5. “İnce Buz, Kara Kömür” (Bai Ri Yan Huo). Berlin’de Altın Ayı kazanan, çok ilginç bir “seri katil ve peşindeki polis” serüveni ... Yönetmen Yinan Diao 1999’dan günümüze uzanarak, Çin toplumundan gerçekçi kesitler yakalıyor, ayrıksı bir aşk öyküsü anlatıyordu. 

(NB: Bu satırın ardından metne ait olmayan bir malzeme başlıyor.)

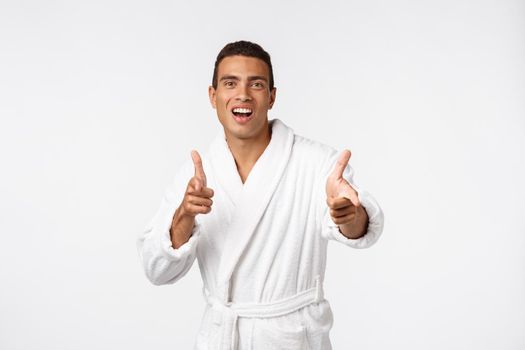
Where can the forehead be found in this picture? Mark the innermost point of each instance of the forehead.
(243, 66)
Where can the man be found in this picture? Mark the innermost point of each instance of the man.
(257, 212)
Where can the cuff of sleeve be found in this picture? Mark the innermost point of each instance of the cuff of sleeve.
(184, 250)
(375, 224)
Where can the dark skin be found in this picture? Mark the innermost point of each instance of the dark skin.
(243, 81)
(345, 208)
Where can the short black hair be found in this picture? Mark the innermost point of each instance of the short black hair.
(243, 48)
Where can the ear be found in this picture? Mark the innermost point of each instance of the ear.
(272, 97)
(213, 96)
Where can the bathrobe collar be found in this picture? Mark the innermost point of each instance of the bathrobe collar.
(251, 198)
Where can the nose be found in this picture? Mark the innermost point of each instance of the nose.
(244, 94)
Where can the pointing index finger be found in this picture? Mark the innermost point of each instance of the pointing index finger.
(341, 164)
(197, 162)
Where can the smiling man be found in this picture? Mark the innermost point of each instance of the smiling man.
(257, 211)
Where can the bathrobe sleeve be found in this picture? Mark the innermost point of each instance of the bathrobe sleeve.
(162, 263)
(330, 230)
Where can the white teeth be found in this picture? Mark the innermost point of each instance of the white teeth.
(242, 110)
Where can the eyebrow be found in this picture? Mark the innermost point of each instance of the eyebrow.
(252, 78)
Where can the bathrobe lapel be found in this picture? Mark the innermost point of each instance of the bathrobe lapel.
(251, 199)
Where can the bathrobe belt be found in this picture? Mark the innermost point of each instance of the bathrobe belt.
(225, 315)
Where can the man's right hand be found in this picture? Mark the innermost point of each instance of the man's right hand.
(197, 200)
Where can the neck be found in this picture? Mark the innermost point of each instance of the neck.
(247, 151)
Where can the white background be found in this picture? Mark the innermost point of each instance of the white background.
(101, 101)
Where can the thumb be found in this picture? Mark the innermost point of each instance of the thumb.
(341, 164)
(199, 170)
(352, 195)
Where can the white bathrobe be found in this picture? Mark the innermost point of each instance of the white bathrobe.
(262, 248)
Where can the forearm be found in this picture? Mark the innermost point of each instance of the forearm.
(358, 227)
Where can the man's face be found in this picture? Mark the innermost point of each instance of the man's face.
(243, 97)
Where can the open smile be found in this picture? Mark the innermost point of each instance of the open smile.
(242, 115)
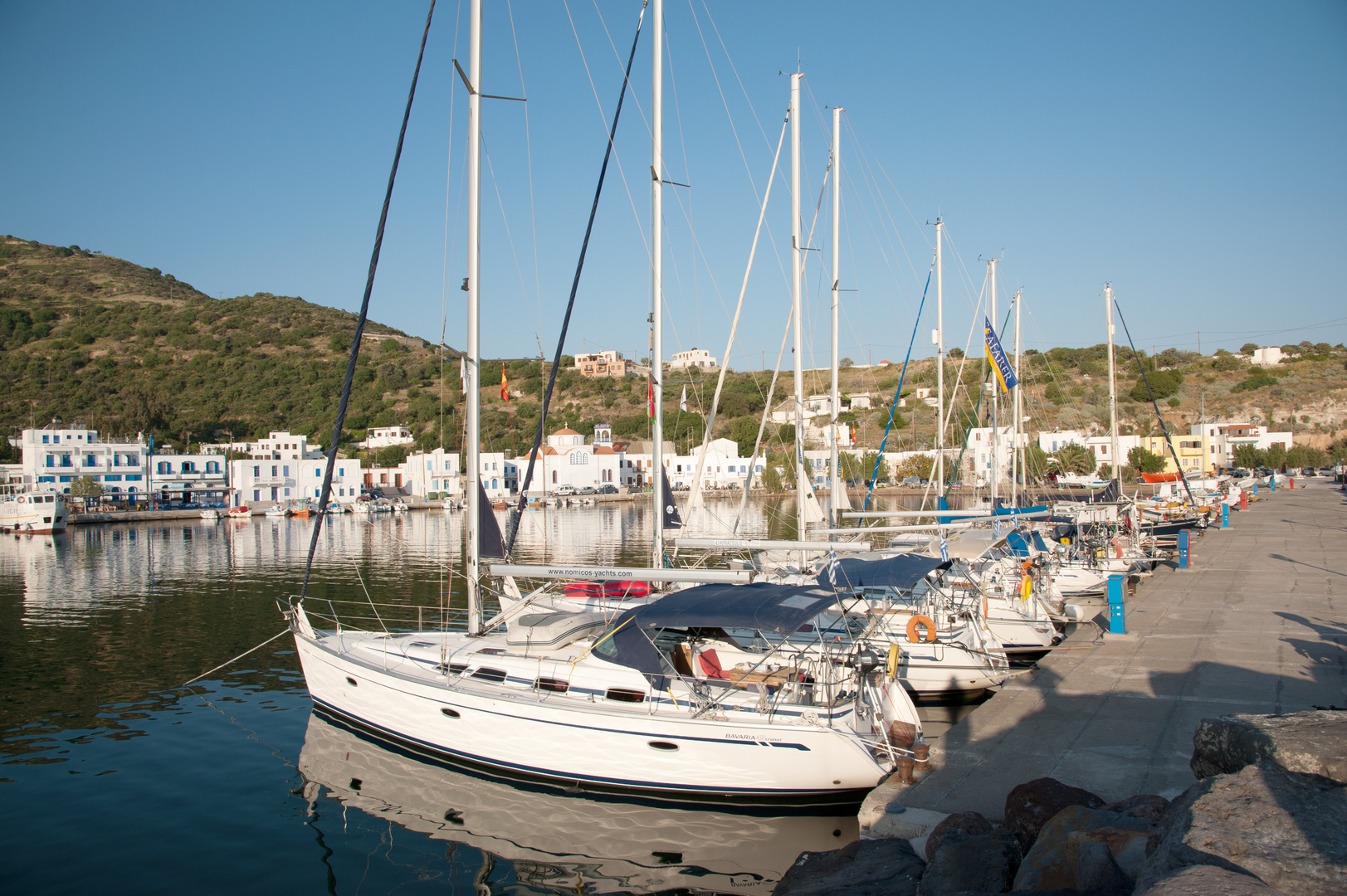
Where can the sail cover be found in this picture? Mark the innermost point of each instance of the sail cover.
(763, 606)
(896, 572)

6. Düşman (Enemy). Jose Saramago’nun dilimize de çevrilen romanından uyarlanan, baş döndürücü bir “kimlik” yitimi serüveni. Kanada sinemasının “soğuk parıltılı” modern atmosferine girdiğimiz, çok özgün bir gerilime gark olduğumuz filmde başroldeki Jake Gyllenhaal da çok iyiydi, Dennis Villeneuve’in yönetimi de...

7. “Kapital” (Le Capital). Costa Gavras’tan kapitalizmin midesine indirilen sert bir yumruk daha... Avrupa’nın en büyük bankalarından birinin başına geçen hırslı genç adam, bankayla birlikte kendisine de yönelik büyük oyunun farkına varır ve kendi kartlarını açar...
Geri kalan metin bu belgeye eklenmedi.